The existing backend tree under core/src/ has converged on a consistent shape: each backend has a runtime directory (cuda/, sycl/, etc.), per-feature kernel source trees under feature/<backend>/, a public header (libvmaf_cuda.h, libvmaf_sycl.h) and a Meson flag (enable_cuda, enable_sycl). The add-gpu-backend skill scaffolds exactly this shape for a new backend.

Decision

We will add a Vulkan compute backend using add-gpu-backend vulkan with the following constraints:

  • Loader: volk (single-header Vulkan loader). Avoids the libvulkan.so hard link-time dep and mirrors how the CUDA backend uses a dlopen shim for libcuda.so.1 (see ADR-0122).
  • Shader language: GLSL 4.60 compute shaders, compiled to SPIR-V 1.3 at build time with glslc (ships with the Vulkan SDK and every Linux distro; also available via shaderc as a vendor- able dependency).
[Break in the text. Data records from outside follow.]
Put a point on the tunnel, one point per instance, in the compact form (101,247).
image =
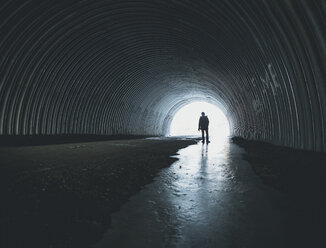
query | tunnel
(126,67)
(109,68)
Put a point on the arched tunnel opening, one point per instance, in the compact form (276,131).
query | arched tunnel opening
(185,121)
(89,90)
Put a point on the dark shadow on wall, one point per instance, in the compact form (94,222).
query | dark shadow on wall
(37,140)
(300,176)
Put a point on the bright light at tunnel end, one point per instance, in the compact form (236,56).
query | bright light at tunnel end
(185,121)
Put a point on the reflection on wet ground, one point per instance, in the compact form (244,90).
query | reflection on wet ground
(210,197)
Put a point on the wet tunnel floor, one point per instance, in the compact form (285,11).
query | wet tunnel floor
(210,197)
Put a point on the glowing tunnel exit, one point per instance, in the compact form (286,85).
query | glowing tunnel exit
(185,121)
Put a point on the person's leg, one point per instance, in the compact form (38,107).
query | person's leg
(207,139)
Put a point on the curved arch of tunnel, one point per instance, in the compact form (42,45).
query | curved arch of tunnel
(105,67)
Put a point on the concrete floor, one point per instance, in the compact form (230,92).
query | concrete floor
(210,197)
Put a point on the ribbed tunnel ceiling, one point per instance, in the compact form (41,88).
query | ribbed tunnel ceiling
(125,67)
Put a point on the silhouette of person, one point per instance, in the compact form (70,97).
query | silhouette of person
(203,126)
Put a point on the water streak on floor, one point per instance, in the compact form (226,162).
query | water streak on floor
(210,197)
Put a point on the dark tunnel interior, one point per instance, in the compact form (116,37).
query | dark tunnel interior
(88,92)
(125,67)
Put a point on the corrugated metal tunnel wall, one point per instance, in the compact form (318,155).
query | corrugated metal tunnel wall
(125,67)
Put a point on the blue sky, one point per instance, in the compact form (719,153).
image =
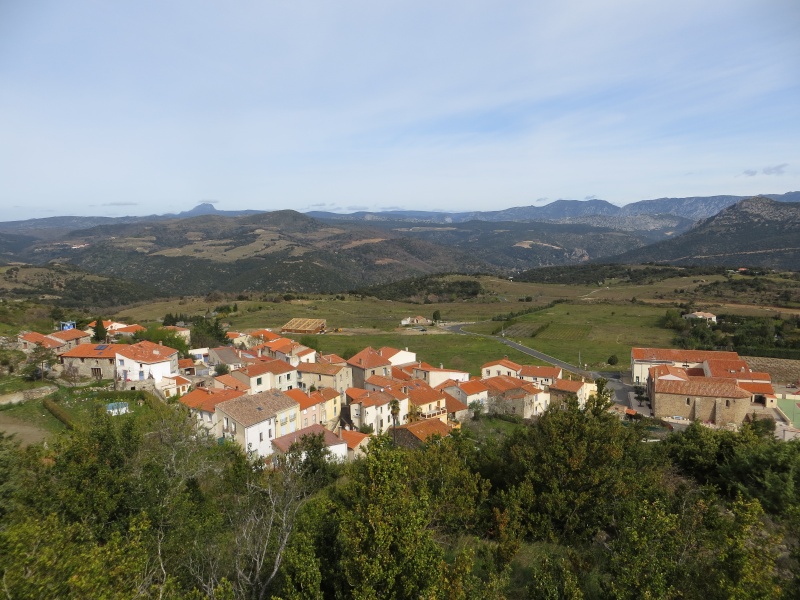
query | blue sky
(118,108)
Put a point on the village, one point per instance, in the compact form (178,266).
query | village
(265,391)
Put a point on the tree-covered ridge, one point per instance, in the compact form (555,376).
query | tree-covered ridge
(602,274)
(777,336)
(574,505)
(429,288)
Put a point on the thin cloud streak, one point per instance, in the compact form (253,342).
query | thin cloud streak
(289,105)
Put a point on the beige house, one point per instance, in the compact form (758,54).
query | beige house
(510,395)
(414,435)
(322,407)
(644,358)
(367,363)
(540,376)
(323,375)
(335,445)
(496,368)
(561,389)
(467,392)
(435,376)
(202,403)
(267,375)
(91,360)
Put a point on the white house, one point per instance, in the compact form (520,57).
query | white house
(253,421)
(145,361)
(267,375)
(336,446)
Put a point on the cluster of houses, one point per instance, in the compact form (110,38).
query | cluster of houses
(717,388)
(264,391)
(278,390)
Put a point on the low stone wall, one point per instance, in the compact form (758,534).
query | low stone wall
(19,397)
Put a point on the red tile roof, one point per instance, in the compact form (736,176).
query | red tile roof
(422,430)
(353,438)
(454,404)
(146,352)
(34,337)
(135,328)
(206,399)
(701,386)
(368,358)
(319,368)
(276,367)
(93,351)
(229,381)
(70,334)
(679,355)
(764,389)
(473,386)
(265,334)
(503,362)
(304,400)
(540,371)
(567,385)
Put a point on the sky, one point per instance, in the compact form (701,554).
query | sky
(150,107)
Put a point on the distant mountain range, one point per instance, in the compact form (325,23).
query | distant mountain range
(206,249)
(754,232)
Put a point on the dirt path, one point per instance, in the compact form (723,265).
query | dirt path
(26,434)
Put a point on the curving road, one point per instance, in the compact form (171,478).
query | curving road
(525,350)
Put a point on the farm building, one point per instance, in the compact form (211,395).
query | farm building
(304,326)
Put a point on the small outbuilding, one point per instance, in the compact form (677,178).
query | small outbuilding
(310,326)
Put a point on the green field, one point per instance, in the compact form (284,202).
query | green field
(463,352)
(34,413)
(791,409)
(595,330)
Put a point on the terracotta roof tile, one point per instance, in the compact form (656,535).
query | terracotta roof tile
(285,442)
(146,352)
(422,430)
(705,386)
(679,355)
(206,399)
(256,408)
(353,438)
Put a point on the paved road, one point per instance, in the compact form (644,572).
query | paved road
(529,351)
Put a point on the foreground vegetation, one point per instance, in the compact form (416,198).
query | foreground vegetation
(572,506)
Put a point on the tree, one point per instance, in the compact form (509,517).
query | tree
(385,547)
(221,369)
(100,332)
(39,362)
(394,409)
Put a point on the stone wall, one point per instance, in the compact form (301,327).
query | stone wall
(22,396)
(720,411)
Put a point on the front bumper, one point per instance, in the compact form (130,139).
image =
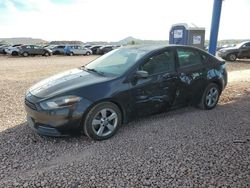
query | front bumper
(57,122)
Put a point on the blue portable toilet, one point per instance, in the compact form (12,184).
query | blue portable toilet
(187,35)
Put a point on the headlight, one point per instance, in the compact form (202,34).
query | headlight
(59,102)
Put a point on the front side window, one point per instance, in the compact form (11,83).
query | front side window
(164,62)
(188,57)
(116,62)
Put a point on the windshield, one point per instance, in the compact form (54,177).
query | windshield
(116,62)
(240,44)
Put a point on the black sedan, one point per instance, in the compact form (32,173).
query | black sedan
(26,50)
(123,85)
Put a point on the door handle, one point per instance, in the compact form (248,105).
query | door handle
(169,76)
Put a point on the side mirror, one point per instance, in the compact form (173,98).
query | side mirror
(141,74)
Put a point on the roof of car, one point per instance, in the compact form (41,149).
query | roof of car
(155,47)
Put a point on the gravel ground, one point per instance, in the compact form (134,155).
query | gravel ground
(182,148)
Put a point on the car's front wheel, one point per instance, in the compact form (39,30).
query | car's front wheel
(210,97)
(232,57)
(14,53)
(46,54)
(25,54)
(102,121)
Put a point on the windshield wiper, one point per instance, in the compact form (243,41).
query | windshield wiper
(96,71)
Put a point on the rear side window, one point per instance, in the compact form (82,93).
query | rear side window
(188,57)
(164,62)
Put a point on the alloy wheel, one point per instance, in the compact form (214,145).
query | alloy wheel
(105,122)
(212,97)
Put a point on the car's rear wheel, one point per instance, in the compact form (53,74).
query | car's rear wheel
(232,57)
(102,121)
(25,54)
(210,97)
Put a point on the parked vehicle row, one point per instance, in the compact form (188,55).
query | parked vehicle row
(26,50)
(240,51)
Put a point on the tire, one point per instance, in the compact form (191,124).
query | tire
(210,97)
(232,57)
(46,54)
(14,53)
(56,53)
(102,121)
(25,54)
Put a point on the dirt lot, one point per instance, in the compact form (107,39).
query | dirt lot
(182,148)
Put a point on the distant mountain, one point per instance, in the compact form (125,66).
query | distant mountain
(57,42)
(22,40)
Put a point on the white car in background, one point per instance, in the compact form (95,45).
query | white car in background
(13,50)
(77,50)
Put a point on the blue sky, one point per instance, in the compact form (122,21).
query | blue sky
(112,20)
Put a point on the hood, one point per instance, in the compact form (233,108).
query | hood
(64,82)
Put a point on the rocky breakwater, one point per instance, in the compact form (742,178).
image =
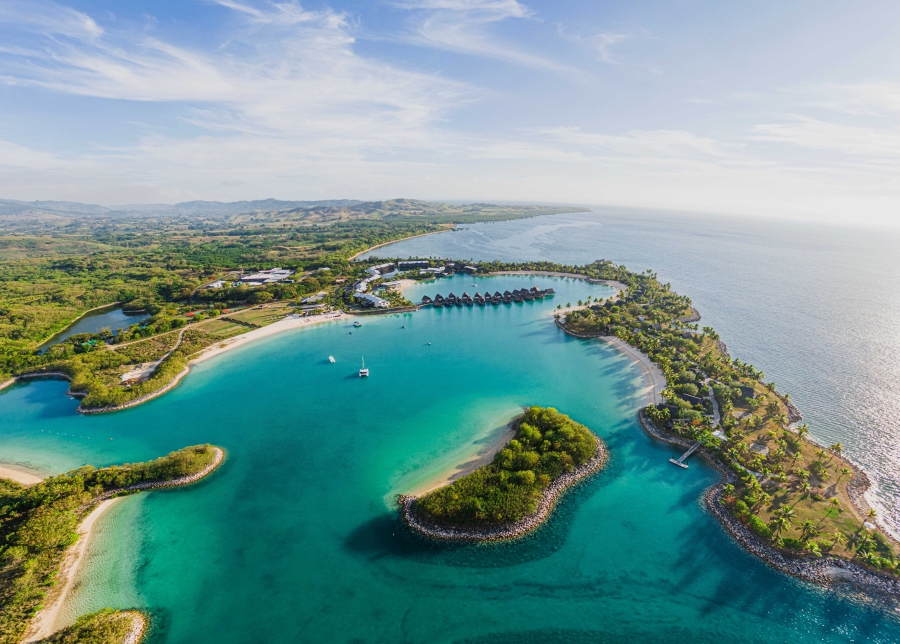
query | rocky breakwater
(512,530)
(177,482)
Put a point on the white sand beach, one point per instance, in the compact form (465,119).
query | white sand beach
(19,475)
(288,323)
(468,464)
(44,623)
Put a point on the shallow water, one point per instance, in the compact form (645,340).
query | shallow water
(294,539)
(816,308)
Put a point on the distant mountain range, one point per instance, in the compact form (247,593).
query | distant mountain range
(13,207)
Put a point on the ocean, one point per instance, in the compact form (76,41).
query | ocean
(296,539)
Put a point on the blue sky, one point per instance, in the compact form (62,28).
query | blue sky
(767,108)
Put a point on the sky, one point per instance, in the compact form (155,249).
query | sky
(772,108)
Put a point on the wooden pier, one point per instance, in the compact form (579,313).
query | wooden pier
(681,461)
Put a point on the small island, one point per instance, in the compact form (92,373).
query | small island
(515,493)
(41,548)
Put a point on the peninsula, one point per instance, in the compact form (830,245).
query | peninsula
(41,547)
(513,494)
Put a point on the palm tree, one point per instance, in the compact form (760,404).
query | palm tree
(808,531)
(837,448)
(779,524)
(836,537)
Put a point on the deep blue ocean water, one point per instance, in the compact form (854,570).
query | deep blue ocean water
(295,539)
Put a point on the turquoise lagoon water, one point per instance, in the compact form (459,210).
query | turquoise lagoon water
(295,539)
(815,307)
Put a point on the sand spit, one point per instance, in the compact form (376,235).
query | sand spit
(825,571)
(288,323)
(44,623)
(512,531)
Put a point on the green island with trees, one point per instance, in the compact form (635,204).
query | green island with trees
(106,626)
(38,524)
(546,446)
(800,498)
(56,265)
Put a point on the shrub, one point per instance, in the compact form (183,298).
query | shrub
(759,527)
(547,444)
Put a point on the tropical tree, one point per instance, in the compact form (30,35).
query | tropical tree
(837,537)
(808,530)
(778,525)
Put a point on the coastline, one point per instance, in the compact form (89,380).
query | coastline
(292,322)
(825,571)
(19,474)
(520,528)
(434,232)
(44,623)
(653,375)
(472,462)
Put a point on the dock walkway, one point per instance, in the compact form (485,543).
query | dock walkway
(681,461)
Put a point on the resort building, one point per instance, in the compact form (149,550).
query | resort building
(269,276)
(372,300)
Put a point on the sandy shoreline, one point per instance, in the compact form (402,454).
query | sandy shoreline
(19,475)
(515,530)
(288,323)
(480,458)
(44,623)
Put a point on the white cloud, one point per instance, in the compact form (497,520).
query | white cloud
(604,42)
(463,26)
(853,140)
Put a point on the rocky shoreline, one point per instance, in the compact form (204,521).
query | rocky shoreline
(140,400)
(156,485)
(825,571)
(514,530)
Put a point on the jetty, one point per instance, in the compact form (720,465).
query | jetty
(681,461)
(483,299)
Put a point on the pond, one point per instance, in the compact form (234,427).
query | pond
(109,316)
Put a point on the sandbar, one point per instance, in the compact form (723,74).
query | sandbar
(19,475)
(483,456)
(44,623)
(288,323)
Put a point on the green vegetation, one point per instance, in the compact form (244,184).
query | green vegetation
(103,627)
(56,264)
(38,523)
(790,491)
(547,444)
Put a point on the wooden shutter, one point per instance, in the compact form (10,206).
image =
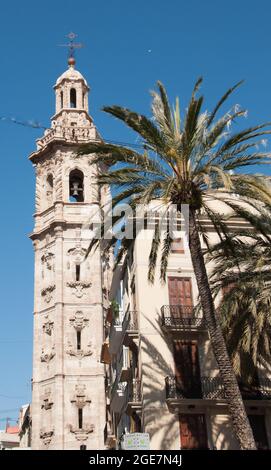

Evaluated alternatives: HLSL via DXC (sharper tooling on Windows but foreign to the Linux-first maintainers) and Slang (interesting but too new for production).
  • Memory model: device-local VkBuffer allocated through VMA (AMD's VMA library, MIT). Zero-copy import from FFmpeg hw-frames uses VK_KHR_external_memory_fd on Linux (DMABUF) and VK_KHR_external_memory_win32 on Windows. On Apple Silicon via MoltenVK, external memory is not supported and we fall back to a host-staged copy — documented in the backend ADR-supplementary doc.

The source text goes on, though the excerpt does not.